Shaped by successive additions and subtractions, the faces emerge from the canvas, incarnating the many facets of humanity. This accumulation of transparent ink reinforces the effect of depth on the canvas, which seems to vibrate with an inner light, as if backlit.
Van Mullem captures light and expresses an invisible reality. His compositions open a window on an early memory that resonates intimately with our senses, sketching the cartography of our deepest being. Since the death of his father a few months ago, Van Mullem has been working in black and white. Through this mourning process, he explores new forms, and the human body occasionally makes an appearance.

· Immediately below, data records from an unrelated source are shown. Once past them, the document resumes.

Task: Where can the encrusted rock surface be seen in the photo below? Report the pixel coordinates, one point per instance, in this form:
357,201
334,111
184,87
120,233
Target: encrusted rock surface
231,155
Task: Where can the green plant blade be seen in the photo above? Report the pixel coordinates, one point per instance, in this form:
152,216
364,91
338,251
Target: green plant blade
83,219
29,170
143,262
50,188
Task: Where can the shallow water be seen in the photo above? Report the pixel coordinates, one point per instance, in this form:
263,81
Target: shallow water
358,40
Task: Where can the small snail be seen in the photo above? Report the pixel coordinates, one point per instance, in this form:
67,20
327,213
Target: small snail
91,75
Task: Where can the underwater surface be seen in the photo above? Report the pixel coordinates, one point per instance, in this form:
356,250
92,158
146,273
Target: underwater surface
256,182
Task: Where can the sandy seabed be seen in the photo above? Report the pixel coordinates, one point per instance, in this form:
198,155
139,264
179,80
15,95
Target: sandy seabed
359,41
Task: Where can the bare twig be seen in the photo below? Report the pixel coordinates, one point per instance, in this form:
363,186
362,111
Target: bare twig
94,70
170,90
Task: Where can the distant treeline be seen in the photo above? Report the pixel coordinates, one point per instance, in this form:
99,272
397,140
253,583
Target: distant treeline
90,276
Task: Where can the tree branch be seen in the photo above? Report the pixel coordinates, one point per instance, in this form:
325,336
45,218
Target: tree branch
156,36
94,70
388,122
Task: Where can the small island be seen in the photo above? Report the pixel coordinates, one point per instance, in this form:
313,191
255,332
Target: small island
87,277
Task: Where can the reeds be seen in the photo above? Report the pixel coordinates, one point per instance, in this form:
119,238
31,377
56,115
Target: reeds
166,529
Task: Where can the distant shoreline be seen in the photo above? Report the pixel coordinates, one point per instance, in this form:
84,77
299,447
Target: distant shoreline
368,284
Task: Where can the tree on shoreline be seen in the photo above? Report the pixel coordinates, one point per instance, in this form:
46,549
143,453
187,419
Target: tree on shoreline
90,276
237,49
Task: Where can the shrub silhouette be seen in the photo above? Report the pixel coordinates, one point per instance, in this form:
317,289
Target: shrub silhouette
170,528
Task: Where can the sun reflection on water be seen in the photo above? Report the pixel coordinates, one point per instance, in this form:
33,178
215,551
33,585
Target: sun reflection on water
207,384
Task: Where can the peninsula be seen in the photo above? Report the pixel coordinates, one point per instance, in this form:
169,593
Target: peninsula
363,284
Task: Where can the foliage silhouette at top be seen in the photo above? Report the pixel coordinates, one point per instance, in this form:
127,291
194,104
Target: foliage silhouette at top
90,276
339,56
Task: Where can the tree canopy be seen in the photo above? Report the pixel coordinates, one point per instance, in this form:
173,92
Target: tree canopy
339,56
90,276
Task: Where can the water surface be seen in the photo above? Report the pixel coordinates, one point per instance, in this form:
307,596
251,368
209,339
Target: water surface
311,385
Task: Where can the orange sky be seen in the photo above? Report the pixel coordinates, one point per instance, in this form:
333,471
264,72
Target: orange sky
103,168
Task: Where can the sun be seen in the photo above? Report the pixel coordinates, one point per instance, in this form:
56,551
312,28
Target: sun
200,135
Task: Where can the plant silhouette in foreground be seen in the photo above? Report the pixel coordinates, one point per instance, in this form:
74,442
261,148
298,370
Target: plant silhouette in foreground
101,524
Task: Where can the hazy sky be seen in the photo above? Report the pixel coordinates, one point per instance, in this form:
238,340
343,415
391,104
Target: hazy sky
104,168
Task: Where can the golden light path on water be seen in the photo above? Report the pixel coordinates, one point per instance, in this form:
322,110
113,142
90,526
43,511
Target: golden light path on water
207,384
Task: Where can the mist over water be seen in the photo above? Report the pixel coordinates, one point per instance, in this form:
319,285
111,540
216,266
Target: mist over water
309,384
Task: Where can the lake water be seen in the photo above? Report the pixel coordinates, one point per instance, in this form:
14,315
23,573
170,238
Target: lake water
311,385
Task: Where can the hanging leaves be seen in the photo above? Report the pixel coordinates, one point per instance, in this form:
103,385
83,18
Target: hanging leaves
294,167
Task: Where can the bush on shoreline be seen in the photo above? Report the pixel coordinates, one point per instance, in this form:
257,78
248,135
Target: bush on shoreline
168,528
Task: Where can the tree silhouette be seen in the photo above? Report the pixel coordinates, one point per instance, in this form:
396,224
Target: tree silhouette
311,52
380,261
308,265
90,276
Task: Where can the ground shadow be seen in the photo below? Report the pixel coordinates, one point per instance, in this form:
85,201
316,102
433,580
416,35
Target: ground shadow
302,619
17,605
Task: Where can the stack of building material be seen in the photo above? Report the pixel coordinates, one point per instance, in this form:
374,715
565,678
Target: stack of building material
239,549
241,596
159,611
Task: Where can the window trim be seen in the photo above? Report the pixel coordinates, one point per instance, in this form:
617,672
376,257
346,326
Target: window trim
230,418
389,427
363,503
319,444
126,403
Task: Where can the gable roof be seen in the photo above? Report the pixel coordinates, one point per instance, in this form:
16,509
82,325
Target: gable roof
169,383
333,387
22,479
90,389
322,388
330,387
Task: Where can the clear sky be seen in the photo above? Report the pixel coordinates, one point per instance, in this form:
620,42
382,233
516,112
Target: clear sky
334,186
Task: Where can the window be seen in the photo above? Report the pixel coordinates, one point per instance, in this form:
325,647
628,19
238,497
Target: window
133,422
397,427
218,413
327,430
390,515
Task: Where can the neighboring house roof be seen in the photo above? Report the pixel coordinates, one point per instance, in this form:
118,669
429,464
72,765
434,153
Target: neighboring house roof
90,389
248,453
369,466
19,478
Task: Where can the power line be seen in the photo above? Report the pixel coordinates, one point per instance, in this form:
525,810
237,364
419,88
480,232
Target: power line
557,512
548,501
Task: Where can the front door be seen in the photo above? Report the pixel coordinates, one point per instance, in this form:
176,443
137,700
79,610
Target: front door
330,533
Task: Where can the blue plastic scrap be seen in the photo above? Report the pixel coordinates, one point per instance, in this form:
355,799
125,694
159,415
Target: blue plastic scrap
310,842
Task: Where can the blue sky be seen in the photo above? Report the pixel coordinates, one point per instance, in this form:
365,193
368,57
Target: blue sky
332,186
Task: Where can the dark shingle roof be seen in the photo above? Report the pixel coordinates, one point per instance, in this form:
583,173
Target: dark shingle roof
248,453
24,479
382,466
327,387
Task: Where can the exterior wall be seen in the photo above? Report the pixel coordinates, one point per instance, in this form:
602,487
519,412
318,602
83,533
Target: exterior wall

From the 21th of June, there will be a new presentation of artworks in the George V gallery: this time, the spectator is facing this animated work through a set of color portraits, some of which were recently exhibited at the Ixelles Museum in Brussels. The Haut Marais gallery is showing the artist’s most recent works in black and white.
L’Atelier, a permanent exhibition space showing emblematic works by the gallery’s artists (located two doors away on the Rue Notre-Dame-de-Nazareth). A series of large-format drawings in which the subjects are sketched with a precise, nervous, continuous line will be showing there.
The exhibition exposes different facets of an artist with an unusual career and no attachment to a “school.” Wanting his work to mature before he showed it, he waited almost five decades before finally unveiling it to the public.